Israel’s Immigration Ministry estimates that about 13,200 Soviet Jews left the country in 2002. Precise numbers are hard to gauge. Few Soviet Jews holding Israeli citizenship say that they have left for good. And if they make a return visit within one year they do not appear in the count even if they live overseas.
Unofficial estimates suggest that there are now between 50,000 and 90,000 Israeli Soviet Jews in Moscow alone. An opinion survey conducted by the Tel Aviv Mutagim Institute last year found that 26 per cent of Russian immigrants in Israel were considering leaving, compared with 6 per cent who admitted contemplating such a move before the outbreak of the Palestinian intifada in September 2000.
Frustration has led many of the most enterprising immigrants to return to Russia.

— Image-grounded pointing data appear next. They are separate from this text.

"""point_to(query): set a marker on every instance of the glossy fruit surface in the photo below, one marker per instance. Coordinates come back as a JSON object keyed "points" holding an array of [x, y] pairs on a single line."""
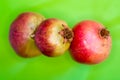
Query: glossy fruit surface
{"points": [[21, 34], [53, 37], [91, 43]]}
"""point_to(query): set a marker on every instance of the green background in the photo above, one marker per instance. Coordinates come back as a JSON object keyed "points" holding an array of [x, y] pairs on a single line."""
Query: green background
{"points": [[13, 67]]}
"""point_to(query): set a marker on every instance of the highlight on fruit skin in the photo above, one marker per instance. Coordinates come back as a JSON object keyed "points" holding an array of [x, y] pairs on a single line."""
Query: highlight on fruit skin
{"points": [[22, 32], [91, 43], [53, 37]]}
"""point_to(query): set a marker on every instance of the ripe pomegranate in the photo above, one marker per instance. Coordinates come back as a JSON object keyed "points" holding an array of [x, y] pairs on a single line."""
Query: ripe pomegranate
{"points": [[91, 43], [22, 32], [53, 37]]}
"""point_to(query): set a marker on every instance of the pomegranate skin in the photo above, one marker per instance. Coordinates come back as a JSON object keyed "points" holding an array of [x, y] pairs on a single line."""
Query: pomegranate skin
{"points": [[53, 37], [21, 34], [91, 43]]}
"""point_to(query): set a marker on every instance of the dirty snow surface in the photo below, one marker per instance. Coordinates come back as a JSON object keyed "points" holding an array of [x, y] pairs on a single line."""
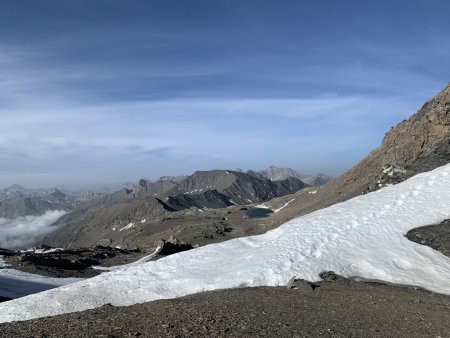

Anton Nosik, 38, left Israel after seven years when he realised that the local market for his internet news agency was too small for his big ambitions. A business environment that shut out newcomers stifled his entrepreneurial zeal.
“Every one of us reached a kind of ceiling that prevented us from growing further,” said Mr Nosik, who now runs Russia’s largest internet service provider from Moscow.
“In Israel it’s all about which kindergarten you went to. It’s a kind of cronyism that’s quite natural in such a small country. Israel is an immigrant state, but it’s built on a strange muddle where outsiders are met with obstacles.”
Avraham Berkowitz, a rabbi and executive director of the Federation of Jewish Communities in Russia and the former Soviet republics, says that many of those returning keep their Jewish traditions and intend to go back to Israel.
But for the Israeli Government the departures are another tick of the demographic time bomb that threatens the Jewish state.
There are about 5.2 million Jews in Israel compared with about 800,000 Arab Israelis and 3.5 million Palestinians in the West Bank and Gaza. With the Palestinian birthrate nearly three times that of Israelis, immigration has assumed huge significance. So, too, the departures.